Does rust really need higher kinded types?

I was rushing out the door on the prior reply, so I wasn't able to fully explain. I will do so now.

My upthread post, linked 3 times to the pertinent post in the other thread. In that pertinent post, I pointed out that Oleg had pointed out that iterators (afaics he refers to them as 'cursors') are unable to model some general invariants such as for example when the collection is a remote database. Additionally, Oleg points out that iterators can't encapsulate the resource lifetimes that the iterator allocates (and although one could argue that Rust's lifetimes can be applied, I view them as a pita that will make libraries so complex that just like C++ it may likely require 2 years for a programmer to become proficient in complexity and delay the diffusion of adoption to well beyond a decade or more, as compared to managed/functional languages that require only 3 - 6 months).

However there is something inverting the control with iterators can do which an an enumerable can not:

There may be other ways to solve that case without an iterator.

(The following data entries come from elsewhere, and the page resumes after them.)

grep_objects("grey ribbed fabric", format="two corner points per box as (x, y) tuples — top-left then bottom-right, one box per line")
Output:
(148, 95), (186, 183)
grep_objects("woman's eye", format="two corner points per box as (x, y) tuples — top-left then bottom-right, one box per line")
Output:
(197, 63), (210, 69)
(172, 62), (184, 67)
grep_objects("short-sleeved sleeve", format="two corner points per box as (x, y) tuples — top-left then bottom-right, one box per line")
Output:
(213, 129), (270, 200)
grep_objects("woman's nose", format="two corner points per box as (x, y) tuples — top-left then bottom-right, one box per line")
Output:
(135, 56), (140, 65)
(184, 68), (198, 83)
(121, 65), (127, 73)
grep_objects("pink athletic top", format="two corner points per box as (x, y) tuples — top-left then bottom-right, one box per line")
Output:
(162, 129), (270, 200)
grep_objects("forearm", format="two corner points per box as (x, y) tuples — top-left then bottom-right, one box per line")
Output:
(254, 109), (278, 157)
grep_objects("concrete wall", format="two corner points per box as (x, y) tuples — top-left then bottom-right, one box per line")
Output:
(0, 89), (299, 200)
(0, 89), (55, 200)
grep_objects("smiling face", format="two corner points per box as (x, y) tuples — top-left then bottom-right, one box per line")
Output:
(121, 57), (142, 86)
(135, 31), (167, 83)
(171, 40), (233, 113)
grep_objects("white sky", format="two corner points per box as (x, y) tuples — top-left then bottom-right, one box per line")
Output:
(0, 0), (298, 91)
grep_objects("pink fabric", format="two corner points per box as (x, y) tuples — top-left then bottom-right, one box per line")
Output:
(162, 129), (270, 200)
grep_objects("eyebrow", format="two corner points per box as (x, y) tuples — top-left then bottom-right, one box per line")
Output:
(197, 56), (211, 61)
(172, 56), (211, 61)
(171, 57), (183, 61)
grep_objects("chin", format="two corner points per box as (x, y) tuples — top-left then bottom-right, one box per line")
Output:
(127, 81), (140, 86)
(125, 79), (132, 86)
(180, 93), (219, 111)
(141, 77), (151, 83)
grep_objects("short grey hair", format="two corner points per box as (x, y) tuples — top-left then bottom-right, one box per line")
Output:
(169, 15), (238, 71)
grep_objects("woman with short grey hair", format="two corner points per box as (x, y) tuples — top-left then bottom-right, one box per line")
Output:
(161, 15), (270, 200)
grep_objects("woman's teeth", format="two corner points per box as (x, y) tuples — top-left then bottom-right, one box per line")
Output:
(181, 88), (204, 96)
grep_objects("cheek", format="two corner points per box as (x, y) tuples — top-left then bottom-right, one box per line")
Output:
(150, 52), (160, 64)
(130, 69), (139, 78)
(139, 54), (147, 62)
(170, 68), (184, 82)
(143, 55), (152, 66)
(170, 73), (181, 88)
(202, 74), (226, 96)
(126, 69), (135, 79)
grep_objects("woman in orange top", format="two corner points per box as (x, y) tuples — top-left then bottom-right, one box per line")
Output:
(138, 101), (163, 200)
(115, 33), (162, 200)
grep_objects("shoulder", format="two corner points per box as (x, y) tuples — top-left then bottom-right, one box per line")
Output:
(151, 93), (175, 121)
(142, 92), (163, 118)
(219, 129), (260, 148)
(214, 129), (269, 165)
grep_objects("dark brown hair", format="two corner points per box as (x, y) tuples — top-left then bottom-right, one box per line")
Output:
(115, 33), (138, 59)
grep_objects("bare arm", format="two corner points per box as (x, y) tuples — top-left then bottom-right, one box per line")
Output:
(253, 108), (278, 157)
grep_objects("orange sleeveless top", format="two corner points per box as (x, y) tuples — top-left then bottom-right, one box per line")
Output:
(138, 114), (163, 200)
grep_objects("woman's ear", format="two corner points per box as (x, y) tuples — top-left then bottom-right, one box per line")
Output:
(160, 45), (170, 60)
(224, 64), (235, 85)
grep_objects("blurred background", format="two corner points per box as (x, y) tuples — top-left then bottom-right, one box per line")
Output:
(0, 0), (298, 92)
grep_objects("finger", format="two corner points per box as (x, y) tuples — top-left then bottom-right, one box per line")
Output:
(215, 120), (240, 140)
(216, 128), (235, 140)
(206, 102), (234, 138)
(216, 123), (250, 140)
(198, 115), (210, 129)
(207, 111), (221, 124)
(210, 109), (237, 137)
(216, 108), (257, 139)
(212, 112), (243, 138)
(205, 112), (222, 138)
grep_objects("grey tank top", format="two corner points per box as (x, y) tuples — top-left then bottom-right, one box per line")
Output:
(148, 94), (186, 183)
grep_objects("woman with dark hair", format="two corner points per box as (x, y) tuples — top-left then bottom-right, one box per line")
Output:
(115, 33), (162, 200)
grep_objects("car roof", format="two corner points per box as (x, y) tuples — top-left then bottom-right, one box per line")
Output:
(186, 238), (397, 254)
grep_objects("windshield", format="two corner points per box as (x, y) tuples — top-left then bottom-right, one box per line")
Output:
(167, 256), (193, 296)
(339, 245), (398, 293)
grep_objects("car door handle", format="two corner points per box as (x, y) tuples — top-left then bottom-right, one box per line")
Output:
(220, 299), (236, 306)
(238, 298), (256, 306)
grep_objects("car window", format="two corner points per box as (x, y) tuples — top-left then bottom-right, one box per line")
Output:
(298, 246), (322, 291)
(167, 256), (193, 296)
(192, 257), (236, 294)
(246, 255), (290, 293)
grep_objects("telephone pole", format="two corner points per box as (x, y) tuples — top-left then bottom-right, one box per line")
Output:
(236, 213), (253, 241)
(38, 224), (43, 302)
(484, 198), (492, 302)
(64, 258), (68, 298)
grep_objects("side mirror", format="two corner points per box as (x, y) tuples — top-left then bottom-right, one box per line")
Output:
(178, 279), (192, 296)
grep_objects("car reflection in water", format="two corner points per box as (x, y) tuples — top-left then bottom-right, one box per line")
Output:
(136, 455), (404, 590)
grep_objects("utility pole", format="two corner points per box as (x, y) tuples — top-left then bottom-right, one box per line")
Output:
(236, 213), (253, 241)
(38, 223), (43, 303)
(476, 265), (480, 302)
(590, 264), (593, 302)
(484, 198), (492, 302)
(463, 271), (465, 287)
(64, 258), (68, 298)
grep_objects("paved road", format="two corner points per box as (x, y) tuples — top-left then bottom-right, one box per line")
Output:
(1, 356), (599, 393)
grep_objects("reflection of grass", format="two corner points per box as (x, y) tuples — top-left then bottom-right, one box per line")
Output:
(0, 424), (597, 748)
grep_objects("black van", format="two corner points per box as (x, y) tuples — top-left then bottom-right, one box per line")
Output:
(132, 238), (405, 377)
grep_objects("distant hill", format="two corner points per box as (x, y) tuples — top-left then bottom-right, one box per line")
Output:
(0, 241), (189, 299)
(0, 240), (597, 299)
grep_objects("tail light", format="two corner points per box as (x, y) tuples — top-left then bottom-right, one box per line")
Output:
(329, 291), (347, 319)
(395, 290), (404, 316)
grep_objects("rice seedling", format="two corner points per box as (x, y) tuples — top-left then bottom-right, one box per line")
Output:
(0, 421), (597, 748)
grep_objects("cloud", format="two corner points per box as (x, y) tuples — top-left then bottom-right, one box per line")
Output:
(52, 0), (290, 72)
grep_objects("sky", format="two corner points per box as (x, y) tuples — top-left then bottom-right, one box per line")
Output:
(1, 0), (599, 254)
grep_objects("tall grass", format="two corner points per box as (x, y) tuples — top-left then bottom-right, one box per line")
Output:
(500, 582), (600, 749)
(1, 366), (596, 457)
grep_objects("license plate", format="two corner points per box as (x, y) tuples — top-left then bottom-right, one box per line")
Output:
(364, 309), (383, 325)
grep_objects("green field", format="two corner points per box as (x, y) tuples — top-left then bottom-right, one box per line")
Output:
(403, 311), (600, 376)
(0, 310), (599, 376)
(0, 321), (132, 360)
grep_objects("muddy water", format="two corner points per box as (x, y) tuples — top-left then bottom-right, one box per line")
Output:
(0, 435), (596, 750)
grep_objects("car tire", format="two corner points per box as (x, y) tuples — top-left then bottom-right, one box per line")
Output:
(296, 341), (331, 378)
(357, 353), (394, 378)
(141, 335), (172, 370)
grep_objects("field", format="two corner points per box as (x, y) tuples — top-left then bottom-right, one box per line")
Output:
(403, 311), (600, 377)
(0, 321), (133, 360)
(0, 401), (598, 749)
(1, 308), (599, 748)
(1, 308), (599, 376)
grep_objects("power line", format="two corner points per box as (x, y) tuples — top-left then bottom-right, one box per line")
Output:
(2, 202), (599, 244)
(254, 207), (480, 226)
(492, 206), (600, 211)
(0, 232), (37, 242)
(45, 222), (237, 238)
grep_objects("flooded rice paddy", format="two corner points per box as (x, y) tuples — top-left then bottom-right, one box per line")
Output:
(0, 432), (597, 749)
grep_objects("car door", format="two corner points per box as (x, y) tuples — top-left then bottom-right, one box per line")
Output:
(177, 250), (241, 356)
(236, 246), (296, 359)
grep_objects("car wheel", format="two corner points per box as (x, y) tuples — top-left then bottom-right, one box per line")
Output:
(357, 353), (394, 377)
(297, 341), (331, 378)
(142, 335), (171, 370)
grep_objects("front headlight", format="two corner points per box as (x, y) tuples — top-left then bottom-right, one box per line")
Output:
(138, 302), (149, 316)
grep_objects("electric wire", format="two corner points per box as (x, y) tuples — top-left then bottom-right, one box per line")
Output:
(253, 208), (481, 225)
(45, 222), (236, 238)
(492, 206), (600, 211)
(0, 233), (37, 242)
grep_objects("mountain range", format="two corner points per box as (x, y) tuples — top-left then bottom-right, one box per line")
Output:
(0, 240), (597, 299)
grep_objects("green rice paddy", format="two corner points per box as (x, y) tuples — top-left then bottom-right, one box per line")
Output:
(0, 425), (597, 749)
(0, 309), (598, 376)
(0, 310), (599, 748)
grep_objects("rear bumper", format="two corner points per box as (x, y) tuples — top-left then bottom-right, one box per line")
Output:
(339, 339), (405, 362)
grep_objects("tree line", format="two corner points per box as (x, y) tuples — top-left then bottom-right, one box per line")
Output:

The general abstraction we are trying to model is two distinct algorithms: 1) a data resource; and 2) the consumer of the former. But these two algorithms are not always optimally resonant through any one interface design choice.

So while the iterator may not be strictly an anti-pattern in all cases, it is not the be-all generalized interface for joining two distinct algorithms. Alexander Stepanov seems to have overstated his claims for full generality or you are misinterpreting his claims.